What happens when being an outsider is in? This article in the Hedgehog Review explores that idea:
It is herds of people busily declaring that they are not part of the herd. Whether you’re a Satanist or an alt-right activist, you sign up for a total lifestyle package that includes a limited menu of approved ideas, clothing styles, and other badges you can choose from to express your individuality.
I've been thinking a lot about humanity's tendency towards forming tribes, and the good and bad ways this manifests itself:
1. How much of the (seemingly) increased fractionation in society is driven by "outsider status" being desirable. As soon as a group gets to entrenched, it's members will either insist that they are truly outsiders, or break off to find a smaller group that has better "outsider status."
2. Does the internet and social media make it harder for the lone outsiders to exist? In the past, a true outsider may have come into contact with few or no others who had similar ideas or beliefs. Thanks to the internet and social media, even pretty obscure, niche groups of people can find each other and form groups. What is the broader implications of this? Maybe the flat-earther, finding nobody who agrees with them in real life, would give up on the idea. If you're more likely to hold onto a belief if you can find other people who believe it, and if the internet makes find those people easier, are people holding beliefs they might otherwise not?
The entire article is worth your time: In with the Out Crowd: Contrarians, Alone and Together
This Guardian profile on David Lynch proved controversial. Most of the clamor focusing around his comments on Donald Trump:
He could go down as one of the greatest presidents in history because he has disrupted the thing so much. No one is able to counter this guy in an intelligent way.” While Trump may not be doing a good job himself, Lynch thinks, he is opening up a space where other outsiders might.
Unfortunately the "greatest president in history" segment got passed around and placed out-of-context in headlines everywhere.
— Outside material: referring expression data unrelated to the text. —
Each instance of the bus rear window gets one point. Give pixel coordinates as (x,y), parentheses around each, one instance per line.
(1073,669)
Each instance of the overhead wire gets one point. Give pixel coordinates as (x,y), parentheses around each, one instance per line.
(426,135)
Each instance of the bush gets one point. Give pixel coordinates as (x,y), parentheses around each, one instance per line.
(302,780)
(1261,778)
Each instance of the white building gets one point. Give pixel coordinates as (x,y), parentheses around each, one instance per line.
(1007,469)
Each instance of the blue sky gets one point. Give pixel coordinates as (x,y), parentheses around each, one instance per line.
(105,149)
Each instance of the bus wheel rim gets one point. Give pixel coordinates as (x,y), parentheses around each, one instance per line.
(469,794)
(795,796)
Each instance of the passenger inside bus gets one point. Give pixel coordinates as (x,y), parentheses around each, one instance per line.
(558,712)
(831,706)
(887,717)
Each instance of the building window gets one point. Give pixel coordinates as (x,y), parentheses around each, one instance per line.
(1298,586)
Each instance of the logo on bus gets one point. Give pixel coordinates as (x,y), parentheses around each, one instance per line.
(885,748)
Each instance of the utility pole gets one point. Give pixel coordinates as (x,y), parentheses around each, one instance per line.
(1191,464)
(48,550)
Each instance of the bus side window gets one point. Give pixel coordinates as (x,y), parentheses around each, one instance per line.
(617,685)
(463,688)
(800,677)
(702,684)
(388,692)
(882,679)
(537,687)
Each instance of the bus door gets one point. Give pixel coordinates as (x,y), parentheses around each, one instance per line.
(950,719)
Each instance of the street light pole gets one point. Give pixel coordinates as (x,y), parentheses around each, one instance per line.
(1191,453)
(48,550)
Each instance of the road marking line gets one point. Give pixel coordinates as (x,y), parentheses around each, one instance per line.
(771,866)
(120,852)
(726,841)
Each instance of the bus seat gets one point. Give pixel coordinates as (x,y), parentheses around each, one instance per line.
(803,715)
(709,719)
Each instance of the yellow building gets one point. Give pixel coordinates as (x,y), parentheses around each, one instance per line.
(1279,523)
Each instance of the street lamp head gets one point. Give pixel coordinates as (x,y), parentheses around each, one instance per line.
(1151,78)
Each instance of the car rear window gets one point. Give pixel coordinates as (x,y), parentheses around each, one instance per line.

Liberals and conservatives alike seemed to ignore the "could" and the fact that Lynch doesn't think Trump is doing a good job. This lead to both Conservatives wrongly touting Lynch's support of the president, and liberals shaming Lynch for the same.
This culminated in Trump tweeting about Lynch, and Lynch responding: "You are causing suffering and division."
Most of the profile covered information about Lynch I already knew, but the most interesting bit to me was the revelation that he's maybe only watched one film in the last year.
“Um,” he finally says. “I saw my son Austin’s movie [Gray House, a documentary] last year and I really liked it. I don’t think I’ve seen any other films.”
The entire profile is worth reading if you haven't yet.